Had I been anchored in my self-worth, I could have avoided tying the knot in the first place. I would have centered in waiting, no matter how long it took. I could have recognized her compassionate essence and just breathed, remained in the present, knowing it would all be just fine. If I had done that, there would have been nothing to forgive in the first place. Bearing this in mind, I now try to minimize my ego-reactions, reducing the frequency of the formation of my internal knots.

As we conclude Part I of the presentation, I would like to propose an experiment. You can participate to your level of comfort. Later today or whenever possible, write: my experience with forgiveness on a piece of paper or word processor. Make a list of people who come to mind, and journal your feelings as they surface. It may be painful to stir up certain memories. Long-forgotten images may surface, and it is good to be aware of your physical reactions. Tension in your abdomen, clenching your teeth, needing to swallow, and tearing-up are all indicators of knots that have been dormant.

Take it from there as you are comfortable. Then, sometime before June 28th, those who wish to, can submit their summaries of experiences with forgiveness. You can email them to my address which is in the directory, or hand them to me. It can be a few sentences or paragraphs. They can be signed or unsigned. If possible, I will share them at the June 28th service. Let’s see what develops from our little experiment.

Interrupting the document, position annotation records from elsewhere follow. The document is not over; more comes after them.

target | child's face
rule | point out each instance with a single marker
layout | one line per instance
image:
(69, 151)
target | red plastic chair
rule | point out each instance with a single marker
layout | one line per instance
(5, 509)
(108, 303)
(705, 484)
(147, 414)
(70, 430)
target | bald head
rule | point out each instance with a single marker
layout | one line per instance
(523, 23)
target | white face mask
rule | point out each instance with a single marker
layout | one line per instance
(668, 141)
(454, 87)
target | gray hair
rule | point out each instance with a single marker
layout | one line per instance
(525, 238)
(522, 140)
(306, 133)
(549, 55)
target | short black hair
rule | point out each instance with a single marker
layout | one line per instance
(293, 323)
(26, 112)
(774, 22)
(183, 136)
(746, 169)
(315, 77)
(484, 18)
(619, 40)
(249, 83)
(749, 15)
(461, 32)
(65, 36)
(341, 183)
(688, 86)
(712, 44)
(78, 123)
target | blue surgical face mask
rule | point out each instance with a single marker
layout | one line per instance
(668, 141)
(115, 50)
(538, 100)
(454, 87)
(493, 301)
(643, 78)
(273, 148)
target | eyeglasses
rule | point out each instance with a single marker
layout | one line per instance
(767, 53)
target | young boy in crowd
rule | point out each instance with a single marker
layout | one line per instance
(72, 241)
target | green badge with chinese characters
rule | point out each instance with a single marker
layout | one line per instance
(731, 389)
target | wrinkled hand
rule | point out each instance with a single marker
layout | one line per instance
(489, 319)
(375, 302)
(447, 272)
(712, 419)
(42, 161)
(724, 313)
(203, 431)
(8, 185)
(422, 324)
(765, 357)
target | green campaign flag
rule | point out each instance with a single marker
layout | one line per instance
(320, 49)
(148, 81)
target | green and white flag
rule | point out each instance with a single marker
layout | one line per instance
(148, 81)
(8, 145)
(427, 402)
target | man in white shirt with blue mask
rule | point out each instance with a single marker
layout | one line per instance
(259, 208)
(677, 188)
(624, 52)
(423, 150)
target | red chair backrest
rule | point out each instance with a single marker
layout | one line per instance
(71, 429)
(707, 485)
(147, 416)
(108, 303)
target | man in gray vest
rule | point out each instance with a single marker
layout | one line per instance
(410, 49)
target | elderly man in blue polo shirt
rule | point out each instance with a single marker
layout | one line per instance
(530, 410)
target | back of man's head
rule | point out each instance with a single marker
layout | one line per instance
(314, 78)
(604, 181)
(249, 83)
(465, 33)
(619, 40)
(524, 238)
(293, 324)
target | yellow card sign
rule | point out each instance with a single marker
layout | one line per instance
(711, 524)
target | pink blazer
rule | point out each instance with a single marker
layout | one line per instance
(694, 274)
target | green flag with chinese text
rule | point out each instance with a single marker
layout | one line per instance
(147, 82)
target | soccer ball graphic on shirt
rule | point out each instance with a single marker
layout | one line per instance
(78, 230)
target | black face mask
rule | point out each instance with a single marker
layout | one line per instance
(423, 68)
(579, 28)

My own preference has been to address the less complicated issues as a form of practice, developing the foundation concepts in a system that works for me. And it is all a process. I am still working through deeper issues with painful memories and deep emotional wounds, but I am making progress. Progress that would not happen, if I felt too fearful to face the issues, or if I ignored the self-imposed ties that bind me and just hoped they went away. We may forget, but if we can’t forgive, the dormant knots will remain ever-present in the mental quagmire of unforgiveness. Mindfulness and active exploration are keys to releasing the formations that block our true nature.

I believe that our purpose in this existence is for all beings to join with each other in mind and spirit; To experience the Oneness of the Source. The major impediment to achieving this mission of Joining… is various formations of unforgiveness.

In the words of Martha Kilpatrick “We are all on a life long journey and the core of its meaning, the terrible demand of its centrality is forgiving and being forgiven.”